Zulip Chat Archive
Stream: Is there code for X?
Topic: Transitivity of Algebra instances
Weiyi Wang (Nov 13 2025 at 19:04):
I couldn't find the following in Mathlib
import Mathlib
def Algebra.trans (A B C : Type*) [CommSemiring A] [CommSemiring B] [Semiring C]
[Algebra A B] [Algebra B C] :
Algebra A C := Algebra.compHom C (algebraMap A B)
and I have got two questions
- Is this the right way to say this, or there is a better way in Mathlib?
- When I attempt to turn this into an instance, I got the following error. Why is it?
cannot find synthesization order for instance trans with type
(A : Type u_1) →
(B : Type u_2) →
(C : Type u_3) →
[inst : CommSemiring A] →
[inst_1 : CommSemiring B] → [inst_2 : Semiring C] → [Algebra A B] → [Algebra B C] → Algebra A C
all remaining arguments have metavariables:
CommSemiring ?B
@Algebra A ?B inst✝⁴ CommSemiring.toSemiring
@Algebra ?B C ?inst✝ inst✝²
Kenny Lau (Nov 13 2025 at 19:08):
If you need an instance of Algebra A C, Lean would need to guess the B out of thin-air, which is impossible. Remember that instances work backwards from how you state them.
Kenny Lau (Nov 13 2025 at 19:09):
Therefore the standard way to assume this in the statement of a theorem is by [Algebra A B] [Algebra B C] [Algebra A C] [IsScalarTower A B C], and if you actually construct the algebra instances then you use compHom or some other way
Weiyi Wang (Nov 13 2025 at 19:11):
I see. I am not super familiar with the usage of IsScalarTower yet, but good to learn an example of its usage! I'll try formulating my statements in that way
Riccardo Brasca (Nov 13 2025 at 19:16):
Note that it took us quite a lot of time to realize that the good design choice is IsScalarTower, this is a beautiful piece of formalization.
Kenny Lau (Nov 13 2025 at 19:18):
@Weiyi Wang https://loogle.lean-lang.org/?q=%E2%8A%A2+IsScalarTower+_+_+_+%E2%86%92+%28_+%3A+Prop%29
Kevin Buzzard (Nov 14 2025 at 12:34):
There is a subtlety here, which shows up in lots of different places. Here's another one: if you have a topological space and you want to say "now put the Borel sigma algebra on it" you don't just magically construct a sigma algebra in the middle of your proof, you put the extra assumptions [MeasurableSpace X] [BorelSpace X] -- the first is a "random" sigma algebra and the second is the assumption that it's the Borel sigma algebra. Similarly here you don't want to make Algebra A C, you want to assume C has a random A-algebra structure and then put the hypothesis that the triangle commutes into the typeclass system. This way you're getting the typeclass system to work for you, instead of fighting against it. The problem with your def is that it can't be an instance, because if C is already an A-algebra then you just made a second A-algebra structure on it, and it's equal to the one you already had but, crucially, the proof might not be rfl so now typeclass inference is going to break. By asking typeclass inference to supply the A-algebra structure you avoid this problem.

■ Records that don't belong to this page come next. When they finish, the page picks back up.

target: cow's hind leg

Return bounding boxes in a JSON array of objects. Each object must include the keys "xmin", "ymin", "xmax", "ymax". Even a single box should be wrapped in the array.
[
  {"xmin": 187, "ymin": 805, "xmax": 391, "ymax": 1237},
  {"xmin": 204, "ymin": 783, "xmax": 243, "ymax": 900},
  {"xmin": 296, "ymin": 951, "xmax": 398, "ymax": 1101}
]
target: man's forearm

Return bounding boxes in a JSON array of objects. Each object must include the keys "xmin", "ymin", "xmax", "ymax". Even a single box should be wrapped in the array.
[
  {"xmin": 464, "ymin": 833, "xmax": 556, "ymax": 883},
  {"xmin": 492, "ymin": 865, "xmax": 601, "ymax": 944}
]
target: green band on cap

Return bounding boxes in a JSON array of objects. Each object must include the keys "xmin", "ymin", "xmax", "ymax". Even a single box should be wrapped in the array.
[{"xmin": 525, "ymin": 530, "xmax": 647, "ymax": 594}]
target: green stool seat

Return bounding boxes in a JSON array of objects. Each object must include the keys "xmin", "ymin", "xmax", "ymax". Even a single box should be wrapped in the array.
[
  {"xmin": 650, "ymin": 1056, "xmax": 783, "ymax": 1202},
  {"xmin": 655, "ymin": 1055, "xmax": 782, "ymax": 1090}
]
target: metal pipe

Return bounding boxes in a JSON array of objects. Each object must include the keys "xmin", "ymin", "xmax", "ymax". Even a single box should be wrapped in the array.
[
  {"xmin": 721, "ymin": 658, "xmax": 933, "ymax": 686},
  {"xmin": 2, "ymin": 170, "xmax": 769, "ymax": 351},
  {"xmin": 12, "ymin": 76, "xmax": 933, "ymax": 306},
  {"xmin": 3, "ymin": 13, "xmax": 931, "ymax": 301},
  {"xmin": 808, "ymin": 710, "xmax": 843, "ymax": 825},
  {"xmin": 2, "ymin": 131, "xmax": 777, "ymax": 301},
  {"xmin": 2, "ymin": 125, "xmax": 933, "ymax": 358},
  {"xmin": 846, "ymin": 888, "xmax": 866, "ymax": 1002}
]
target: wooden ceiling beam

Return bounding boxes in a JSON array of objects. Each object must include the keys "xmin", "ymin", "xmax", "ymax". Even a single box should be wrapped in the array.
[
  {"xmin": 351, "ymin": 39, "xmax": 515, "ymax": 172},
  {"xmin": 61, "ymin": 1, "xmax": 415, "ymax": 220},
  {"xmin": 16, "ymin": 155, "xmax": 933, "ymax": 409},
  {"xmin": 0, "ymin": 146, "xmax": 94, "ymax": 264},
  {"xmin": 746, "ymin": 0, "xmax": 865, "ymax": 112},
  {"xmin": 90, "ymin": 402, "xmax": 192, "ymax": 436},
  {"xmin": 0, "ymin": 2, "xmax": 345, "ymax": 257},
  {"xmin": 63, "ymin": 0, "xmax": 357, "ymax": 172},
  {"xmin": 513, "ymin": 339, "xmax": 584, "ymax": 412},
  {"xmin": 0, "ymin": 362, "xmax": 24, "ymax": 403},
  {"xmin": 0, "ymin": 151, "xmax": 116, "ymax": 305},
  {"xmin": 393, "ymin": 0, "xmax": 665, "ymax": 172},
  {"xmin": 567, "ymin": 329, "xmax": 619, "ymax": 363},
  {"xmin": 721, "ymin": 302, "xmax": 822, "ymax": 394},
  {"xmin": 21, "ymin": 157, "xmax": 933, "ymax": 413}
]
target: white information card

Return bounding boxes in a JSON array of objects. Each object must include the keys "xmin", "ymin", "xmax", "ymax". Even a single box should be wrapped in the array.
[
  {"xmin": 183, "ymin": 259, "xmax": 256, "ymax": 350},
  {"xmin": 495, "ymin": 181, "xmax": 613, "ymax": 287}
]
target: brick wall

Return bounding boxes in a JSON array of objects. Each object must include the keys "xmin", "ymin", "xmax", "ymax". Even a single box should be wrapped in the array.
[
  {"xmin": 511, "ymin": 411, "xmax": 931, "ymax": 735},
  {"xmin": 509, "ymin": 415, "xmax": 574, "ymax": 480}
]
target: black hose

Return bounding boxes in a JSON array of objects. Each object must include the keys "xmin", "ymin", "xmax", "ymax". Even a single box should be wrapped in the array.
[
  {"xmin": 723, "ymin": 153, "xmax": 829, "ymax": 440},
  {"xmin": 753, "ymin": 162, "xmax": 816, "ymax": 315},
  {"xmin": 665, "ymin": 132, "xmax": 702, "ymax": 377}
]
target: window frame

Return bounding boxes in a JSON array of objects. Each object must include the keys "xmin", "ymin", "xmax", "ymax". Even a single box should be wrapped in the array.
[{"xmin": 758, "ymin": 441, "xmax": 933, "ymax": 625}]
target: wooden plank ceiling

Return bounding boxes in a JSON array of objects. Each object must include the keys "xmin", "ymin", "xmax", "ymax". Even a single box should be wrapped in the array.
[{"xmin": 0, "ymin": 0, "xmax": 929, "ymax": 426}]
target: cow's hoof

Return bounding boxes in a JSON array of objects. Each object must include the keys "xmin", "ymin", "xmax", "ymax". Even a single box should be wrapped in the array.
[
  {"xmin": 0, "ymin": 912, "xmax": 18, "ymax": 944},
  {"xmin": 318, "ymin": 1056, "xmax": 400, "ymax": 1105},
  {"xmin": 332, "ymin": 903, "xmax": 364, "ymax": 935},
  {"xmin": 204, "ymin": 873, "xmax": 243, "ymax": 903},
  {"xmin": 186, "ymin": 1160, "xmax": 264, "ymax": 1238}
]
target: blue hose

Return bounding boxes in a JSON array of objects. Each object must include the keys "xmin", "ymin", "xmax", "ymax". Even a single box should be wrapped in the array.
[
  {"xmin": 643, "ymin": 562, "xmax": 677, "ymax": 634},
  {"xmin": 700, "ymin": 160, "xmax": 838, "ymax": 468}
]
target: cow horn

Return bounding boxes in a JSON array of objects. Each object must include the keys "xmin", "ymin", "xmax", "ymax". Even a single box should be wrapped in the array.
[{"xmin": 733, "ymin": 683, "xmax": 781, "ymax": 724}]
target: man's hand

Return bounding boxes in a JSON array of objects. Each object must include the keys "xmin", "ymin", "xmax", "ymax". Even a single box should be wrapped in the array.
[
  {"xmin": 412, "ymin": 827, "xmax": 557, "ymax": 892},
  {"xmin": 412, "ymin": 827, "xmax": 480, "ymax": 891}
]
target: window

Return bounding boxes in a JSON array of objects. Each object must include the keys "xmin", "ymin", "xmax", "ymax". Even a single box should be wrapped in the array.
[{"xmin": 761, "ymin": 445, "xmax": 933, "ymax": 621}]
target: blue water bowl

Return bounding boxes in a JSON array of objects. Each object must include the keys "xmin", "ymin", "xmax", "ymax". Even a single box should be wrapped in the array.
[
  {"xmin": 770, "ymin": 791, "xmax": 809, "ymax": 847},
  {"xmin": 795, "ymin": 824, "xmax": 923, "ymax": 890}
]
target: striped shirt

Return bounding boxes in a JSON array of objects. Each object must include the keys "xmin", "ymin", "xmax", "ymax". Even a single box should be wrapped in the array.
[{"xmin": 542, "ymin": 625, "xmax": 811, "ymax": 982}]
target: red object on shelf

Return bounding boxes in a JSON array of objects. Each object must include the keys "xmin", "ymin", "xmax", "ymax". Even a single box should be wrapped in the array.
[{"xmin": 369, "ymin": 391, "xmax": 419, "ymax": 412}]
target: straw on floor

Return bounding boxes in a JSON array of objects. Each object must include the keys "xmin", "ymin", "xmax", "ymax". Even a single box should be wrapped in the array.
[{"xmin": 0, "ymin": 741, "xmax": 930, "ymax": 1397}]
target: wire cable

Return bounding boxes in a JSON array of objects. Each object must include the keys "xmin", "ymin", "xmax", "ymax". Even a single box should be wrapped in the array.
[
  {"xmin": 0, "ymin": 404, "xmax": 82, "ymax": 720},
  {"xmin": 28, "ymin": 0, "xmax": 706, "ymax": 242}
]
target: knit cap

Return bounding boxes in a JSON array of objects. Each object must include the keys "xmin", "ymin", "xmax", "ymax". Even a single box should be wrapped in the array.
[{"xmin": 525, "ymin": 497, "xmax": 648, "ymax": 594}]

Aaron Liu (Nov 14 2025 at 13:14):
I think it's fine to magically construct the new structure in the middle of your proof, you just don't want to do that in the middle of your statement
Junyan Xu (Nov 14 2025 at 15:18):
By the same token as [TopologicalSpace X] [MeasurableSpace X] [BorelSpace X],
we should have [UniformSpace X] [TopologicalSpace X] [UniformityInducesTopology X]
Eric Wieser (Nov 14 2025 at 15:20):
Things start to get out of hand if we also have NormInducesDist and DistInducesTopology as well
Sébastien Gouëzel (Nov 14 2025 at 15:21):
I'm not sure what you mean. A topological space and a measurable space are orthogonal structures in general, and then BorelSpace X says they are related. While a uniform structure always gives rise to a topology, so it would be very weird to have them separately. It would be a little bit like having [Ring R] [AddCommGroup R] [RingInducesAddCommGroup R].
Last updated: Dec 20 2025 at 21:32 UTC